Vu le décret n°2006-781 du 3 juillet 2006 fixant les conditions et les modalités de règlement des frais occasionnés par les déplacements temporaires des personnels civils de l’Etat ;

Vu le décret n°2007-704 du 4 mai 2007 relatif à l’organisation et au fonctionnement du Centre national de gestion des praticiens hospitaliers et des personnels de direction de la fonction publique hospitalière et modifiant le code de la santé publique (dispositions réglementaires) ;

Vu le décret n°2017-105 du 27 janvier 2017 relatif à l’exercice d’activités privées par des agents publics et certains agents contractuels de droit privé ayant cessé leurs fonctions, aux cumuls d’activités et à la commission de déontologie de la fonction publique ;

Vu l’avis du comité consultatif national du XX/XX/2018 ;

Vu l’avis du Conseil national d’évaluation des normes du XX/XX/2018 ;

Vu l’avis du Conseil supérieur de la fonction publique hospitalière du XX/XX/2018 ;

Vu l’avis du Conseil supérieur des personnels médicaux, odontologistes et pharmaceutiques du XX/XX/2018 ;

Vu la saisine du conseil départemental de la Guadeloupe en date du XX/XX/2018 ;

Vu la saisine du conseil régional de la Guadeloupe en date du XX/XX/2018 ;

Vu la saisine du conseil départemental de La Réunion en date du XX/XX/2018 ;

Vu la saisine du conseil régional de La Réunion en date du XX/XX/2018 ;

Vu la saisine du conseil départemental de Martinique en date du XX/XX/2018 ;

Vu la saisine du conseil régional de Martinique en date du XX/XX/2018 ;

Vu la saisine du conseil départemental de Mayotte en date du XX/XX/2018 ;

Vu la saisine du conseil territorial de Saint Barthélémy en date du XX/XX/2018 ;

Vu la saisine du conseil territorial de Saint-Martin en date du XX/XX/2018 ;

Vu la saisine du conseil territorial de Saint-Pierre-et-Miquelon en date du XX/XX/2018 ;

Vu la saisine de l’assemblée territoriale de Wallis-et-Futuna en date du XX/XX/2018 ;

Décrète :

 

CHAPITRE I 

DISPOSITIONS GENERALES A LA MEDIATION

 

Article 1

La médiation régie par le présent décret s’entend de tout processus structuré, par lequel deux ou plusieurs parties tentent de parvenir à un accord, en dehors de toute procédure juridictionnelle en vue de la résolution amiable de leur différend, avec l’aide d’un tiers qui accomplit sa mission avec indépendance, impartialité, neutralité, équité, en mettant en œuvre compétence et diligence. La médiation est soumise au principe de confidentialité.

 

Article 2

La médiation pour les personnels des établissements publics de santé, sociaux et médico-sociaux s’applique à tout différend entre professionnels hospitaliers, opposant soit un agent à sa hiérarchie soit des personnels entre eux dans le cadre de leurs relations professionnelles dès lors qu’ils sont employés par le même établissement, au sein d’une direction commune ou d’un même groupement hospitalier de territoire et que ce différend porte une atteinte grave au  fonctionnement normal du service.

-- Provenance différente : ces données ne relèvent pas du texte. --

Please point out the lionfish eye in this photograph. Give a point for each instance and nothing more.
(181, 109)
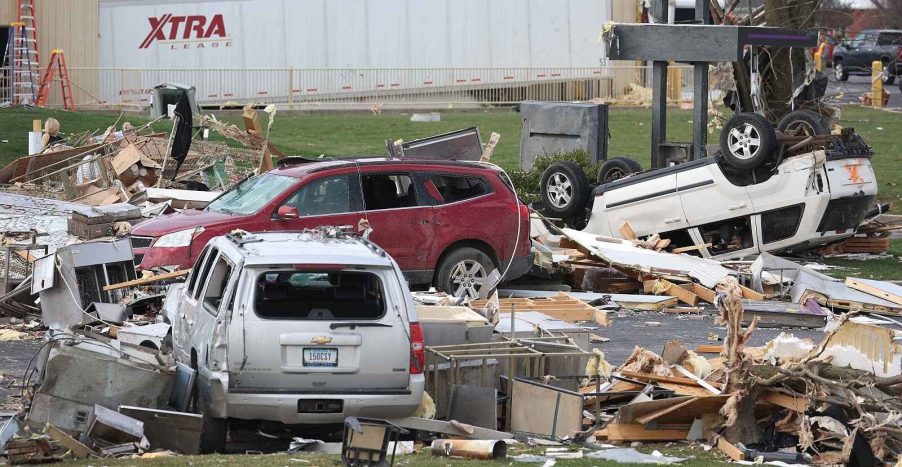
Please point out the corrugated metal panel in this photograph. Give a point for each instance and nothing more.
(355, 33)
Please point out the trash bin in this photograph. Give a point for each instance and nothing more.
(365, 442)
(168, 94)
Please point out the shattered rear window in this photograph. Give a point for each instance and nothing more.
(319, 295)
(889, 38)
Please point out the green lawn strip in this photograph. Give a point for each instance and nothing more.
(696, 457)
(360, 133)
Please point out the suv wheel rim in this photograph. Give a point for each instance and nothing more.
(468, 278)
(744, 141)
(559, 189)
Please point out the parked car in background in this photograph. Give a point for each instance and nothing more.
(296, 328)
(857, 55)
(446, 223)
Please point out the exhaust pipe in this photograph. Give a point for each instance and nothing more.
(473, 449)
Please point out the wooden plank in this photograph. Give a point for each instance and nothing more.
(628, 232)
(704, 293)
(786, 401)
(684, 249)
(751, 294)
(662, 379)
(729, 449)
(637, 432)
(644, 419)
(673, 290)
(79, 450)
(869, 287)
(684, 309)
(685, 389)
(685, 412)
(147, 280)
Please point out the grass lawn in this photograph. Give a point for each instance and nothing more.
(345, 134)
(695, 458)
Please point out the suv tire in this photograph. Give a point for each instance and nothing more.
(747, 140)
(839, 70)
(810, 123)
(616, 168)
(565, 189)
(464, 270)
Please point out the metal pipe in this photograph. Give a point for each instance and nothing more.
(471, 448)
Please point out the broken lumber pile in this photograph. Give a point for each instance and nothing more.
(562, 306)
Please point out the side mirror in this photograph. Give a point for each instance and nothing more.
(287, 212)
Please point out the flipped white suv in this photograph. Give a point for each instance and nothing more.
(297, 328)
(788, 190)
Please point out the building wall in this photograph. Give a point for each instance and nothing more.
(71, 25)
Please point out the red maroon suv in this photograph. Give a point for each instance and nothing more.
(446, 223)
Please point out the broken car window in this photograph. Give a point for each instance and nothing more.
(319, 295)
(889, 38)
(781, 224)
(252, 194)
(388, 191)
(202, 277)
(453, 188)
(331, 195)
(729, 235)
(218, 279)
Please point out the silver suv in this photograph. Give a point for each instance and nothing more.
(298, 328)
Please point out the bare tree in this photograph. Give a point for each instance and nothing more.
(890, 11)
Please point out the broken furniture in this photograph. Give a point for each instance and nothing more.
(84, 269)
(482, 364)
(167, 429)
(80, 371)
(366, 441)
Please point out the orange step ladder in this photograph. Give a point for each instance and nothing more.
(56, 58)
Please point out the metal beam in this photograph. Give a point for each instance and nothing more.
(700, 93)
(659, 94)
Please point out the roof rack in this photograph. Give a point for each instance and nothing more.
(298, 160)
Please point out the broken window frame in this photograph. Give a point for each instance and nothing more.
(417, 194)
(204, 272)
(375, 276)
(353, 196)
(783, 236)
(428, 178)
(213, 280)
(719, 223)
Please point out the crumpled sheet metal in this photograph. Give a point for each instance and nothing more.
(708, 272)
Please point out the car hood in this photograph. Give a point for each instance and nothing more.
(186, 219)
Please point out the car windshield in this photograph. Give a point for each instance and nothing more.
(252, 194)
(889, 38)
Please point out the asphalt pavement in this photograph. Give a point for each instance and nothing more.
(849, 92)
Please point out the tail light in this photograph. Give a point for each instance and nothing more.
(417, 350)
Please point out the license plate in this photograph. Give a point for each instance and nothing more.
(320, 357)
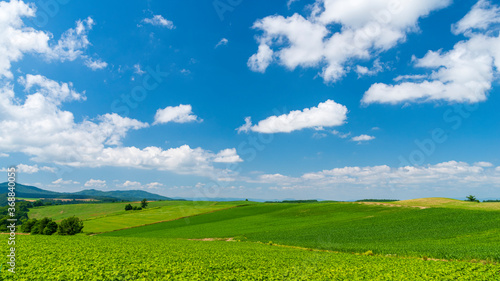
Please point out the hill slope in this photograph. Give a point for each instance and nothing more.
(26, 191)
(349, 227)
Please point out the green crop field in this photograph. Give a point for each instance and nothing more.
(443, 233)
(89, 258)
(112, 216)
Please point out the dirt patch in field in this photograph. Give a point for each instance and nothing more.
(214, 239)
(391, 205)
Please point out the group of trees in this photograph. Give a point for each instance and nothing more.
(47, 226)
(144, 204)
(472, 198)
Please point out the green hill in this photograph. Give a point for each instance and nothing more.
(347, 227)
(26, 191)
(112, 216)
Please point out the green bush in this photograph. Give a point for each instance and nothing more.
(50, 228)
(40, 225)
(70, 226)
(28, 225)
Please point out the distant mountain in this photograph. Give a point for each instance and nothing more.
(26, 191)
(129, 195)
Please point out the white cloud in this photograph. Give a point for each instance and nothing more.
(95, 183)
(154, 185)
(17, 39)
(463, 74)
(177, 114)
(222, 42)
(363, 70)
(483, 164)
(95, 64)
(64, 182)
(341, 135)
(260, 61)
(138, 70)
(482, 15)
(228, 155)
(38, 127)
(30, 169)
(159, 20)
(326, 114)
(446, 174)
(73, 41)
(368, 27)
(410, 77)
(362, 138)
(131, 184)
(290, 2)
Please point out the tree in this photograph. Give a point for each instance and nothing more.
(40, 225)
(70, 226)
(28, 225)
(38, 203)
(50, 228)
(472, 198)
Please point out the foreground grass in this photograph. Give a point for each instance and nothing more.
(451, 203)
(112, 216)
(116, 258)
(442, 233)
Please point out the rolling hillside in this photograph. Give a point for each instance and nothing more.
(445, 233)
(26, 191)
(112, 216)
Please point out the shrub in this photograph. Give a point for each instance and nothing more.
(50, 228)
(70, 226)
(27, 225)
(40, 225)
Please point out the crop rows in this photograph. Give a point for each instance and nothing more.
(115, 258)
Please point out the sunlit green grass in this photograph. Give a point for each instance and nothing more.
(349, 227)
(89, 258)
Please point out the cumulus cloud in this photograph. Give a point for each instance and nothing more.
(95, 64)
(137, 185)
(363, 138)
(228, 155)
(367, 27)
(442, 174)
(17, 39)
(326, 114)
(64, 182)
(159, 20)
(482, 15)
(38, 127)
(31, 169)
(463, 74)
(341, 135)
(177, 114)
(222, 42)
(138, 70)
(95, 183)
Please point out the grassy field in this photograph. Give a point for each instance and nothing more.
(112, 216)
(443, 233)
(115, 258)
(451, 203)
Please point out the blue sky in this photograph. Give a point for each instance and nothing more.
(253, 99)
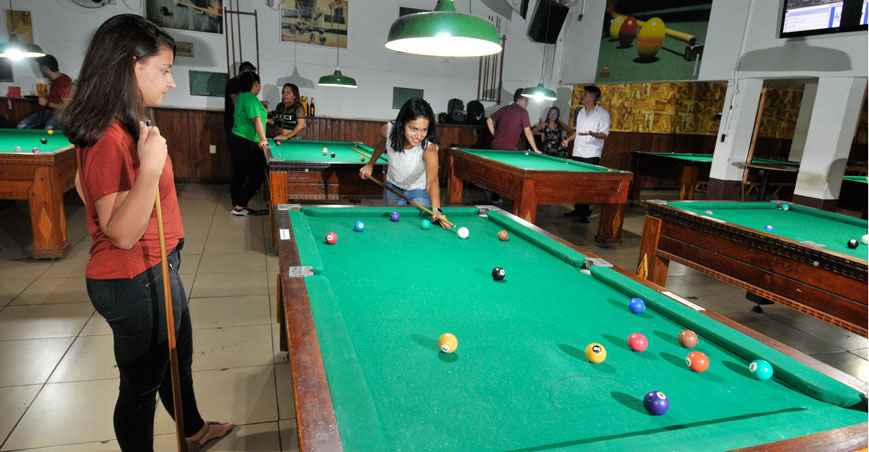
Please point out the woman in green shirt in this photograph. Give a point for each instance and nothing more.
(247, 144)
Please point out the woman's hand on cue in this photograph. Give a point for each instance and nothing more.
(365, 171)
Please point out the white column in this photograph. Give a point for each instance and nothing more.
(831, 132)
(801, 130)
(734, 132)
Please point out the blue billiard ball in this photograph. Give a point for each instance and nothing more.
(656, 403)
(637, 305)
(760, 369)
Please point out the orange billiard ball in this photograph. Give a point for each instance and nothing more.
(448, 343)
(650, 38)
(697, 361)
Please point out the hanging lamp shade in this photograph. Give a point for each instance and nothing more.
(18, 50)
(443, 33)
(337, 80)
(540, 93)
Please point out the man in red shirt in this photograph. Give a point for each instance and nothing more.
(59, 92)
(509, 123)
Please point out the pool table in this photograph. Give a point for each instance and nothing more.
(693, 167)
(361, 319)
(530, 179)
(803, 263)
(41, 179)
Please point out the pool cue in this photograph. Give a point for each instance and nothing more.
(170, 331)
(419, 206)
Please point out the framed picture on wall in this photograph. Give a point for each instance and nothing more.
(193, 15)
(318, 22)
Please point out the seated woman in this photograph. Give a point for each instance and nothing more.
(288, 116)
(410, 145)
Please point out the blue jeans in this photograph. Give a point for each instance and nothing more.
(420, 196)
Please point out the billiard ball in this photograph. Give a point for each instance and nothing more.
(760, 369)
(595, 353)
(688, 339)
(697, 361)
(637, 305)
(638, 342)
(628, 31)
(448, 343)
(650, 38)
(656, 403)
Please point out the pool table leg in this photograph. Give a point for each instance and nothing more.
(651, 266)
(47, 216)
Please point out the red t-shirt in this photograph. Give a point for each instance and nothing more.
(510, 121)
(60, 89)
(110, 166)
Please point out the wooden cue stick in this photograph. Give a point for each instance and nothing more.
(687, 38)
(412, 202)
(170, 331)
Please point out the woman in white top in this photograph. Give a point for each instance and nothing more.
(410, 145)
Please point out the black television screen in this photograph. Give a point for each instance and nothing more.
(811, 17)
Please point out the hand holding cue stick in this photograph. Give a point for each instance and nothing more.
(444, 221)
(170, 331)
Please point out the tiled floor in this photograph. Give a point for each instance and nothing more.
(58, 381)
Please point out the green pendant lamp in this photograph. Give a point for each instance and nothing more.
(337, 79)
(443, 33)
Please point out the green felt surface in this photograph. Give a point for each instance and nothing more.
(800, 223)
(537, 162)
(28, 139)
(519, 380)
(707, 158)
(312, 151)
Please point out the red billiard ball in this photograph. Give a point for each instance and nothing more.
(638, 342)
(697, 361)
(688, 339)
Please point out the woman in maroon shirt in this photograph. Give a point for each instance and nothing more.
(122, 162)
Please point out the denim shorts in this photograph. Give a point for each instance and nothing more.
(420, 196)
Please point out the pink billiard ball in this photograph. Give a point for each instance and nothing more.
(638, 342)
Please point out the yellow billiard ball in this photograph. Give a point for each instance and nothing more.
(650, 39)
(595, 352)
(448, 343)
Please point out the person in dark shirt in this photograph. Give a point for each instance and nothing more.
(288, 116)
(229, 95)
(509, 123)
(59, 92)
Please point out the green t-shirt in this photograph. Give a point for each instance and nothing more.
(247, 107)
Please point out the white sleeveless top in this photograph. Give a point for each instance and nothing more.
(406, 169)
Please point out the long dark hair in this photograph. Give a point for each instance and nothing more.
(107, 89)
(411, 110)
(295, 90)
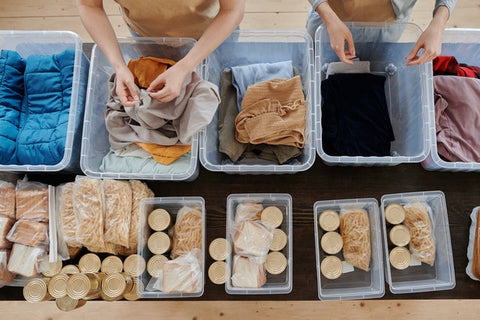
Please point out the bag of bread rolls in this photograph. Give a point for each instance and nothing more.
(5, 225)
(5, 275)
(184, 274)
(24, 259)
(7, 199)
(31, 200)
(247, 273)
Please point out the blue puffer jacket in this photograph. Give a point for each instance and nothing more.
(45, 108)
(12, 67)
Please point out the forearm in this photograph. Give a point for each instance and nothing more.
(96, 22)
(316, 3)
(224, 23)
(449, 4)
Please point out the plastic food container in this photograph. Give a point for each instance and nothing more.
(28, 43)
(356, 284)
(464, 44)
(421, 278)
(250, 47)
(406, 89)
(172, 205)
(95, 144)
(276, 283)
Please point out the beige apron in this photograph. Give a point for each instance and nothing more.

Sont exclus du champ de la médiation, les conflits sociaux, les différends relevant des instances représentatives du personnel ou faisant l’objet d’une saisine du Défenseur des droits, d’une procédure disciplinaire, et les différends relatifs à des décisions prises après avis d’un comité médical ou d’une commission de réforme.

La saisine du médiateur régional ou interrégional prévu à l’article 4 n’est ouverte que lorsque le différend n’a pu être résolu dans le cadre d’un dispositif local de conciliation ou de médiation et, le cas échéant, qu’après avoir été porté devant la commission régionale paritaire mentionnée à l’article R. 6152‑326 du code de la santé publique lorsque le différend concerne au moins un personnel médical mentionné au 1° de l’article L.6152-1 du même code.

Article 3

La médiation s’organise aux niveaux régional ou interrégional et national.

CHAPITRE II 

MEDIATEUR REGIONAL, INTERREGIONAL ET INSTANCE REGIONALE OU INTERREGIONALE DE MEDIATION

 

SECTION 1 : DISPOSITONS GENERALES

Article 4

Des médiateurs régionaux ou interrégionaux sont nommés, pour une durée maximale de trois ans renouvelable une fois, par arrêté des ministres chargés de la santé et des affaires sociales, sur proposition du médiateur national. Ils sont compétents pour connaître des différends mentionnés à l’article 2 du présent décret concernant les personnels des établissements situés dans le ressort territorial fixé par arrêté des ministres chargés de la santé et des affaires sociales.

Article 5

Dans chaque ressort territorial, une instance régionale ou interrégionale de médiation est créée auprès du médiateur régional ou interrégional. Le médiateur régional ou interrégional en assure la présidence. Outre le président, l’instance est composée de dix membres, comprenant un nombre égal de femmes et d’hommes, nommés par arrêté du directeur général de l’agence régionale de santé territorialement compétent ou par arrêté conjoint des directeurs généraux des agences régionales de santé lorsque l’instance a un périmètre interrégional, sur proposition du médiateur régional ou interrégional, pour une durée maximale de trois ans renouvelable une fois.

L’agence régionale de santé assure le secrétariat de l’instance régionale. Lorsque l’instance a une compétence interrégionale, l’agence régionale qui en assure le secrétariat est désignée par l’arrêté prévu à l’article 4.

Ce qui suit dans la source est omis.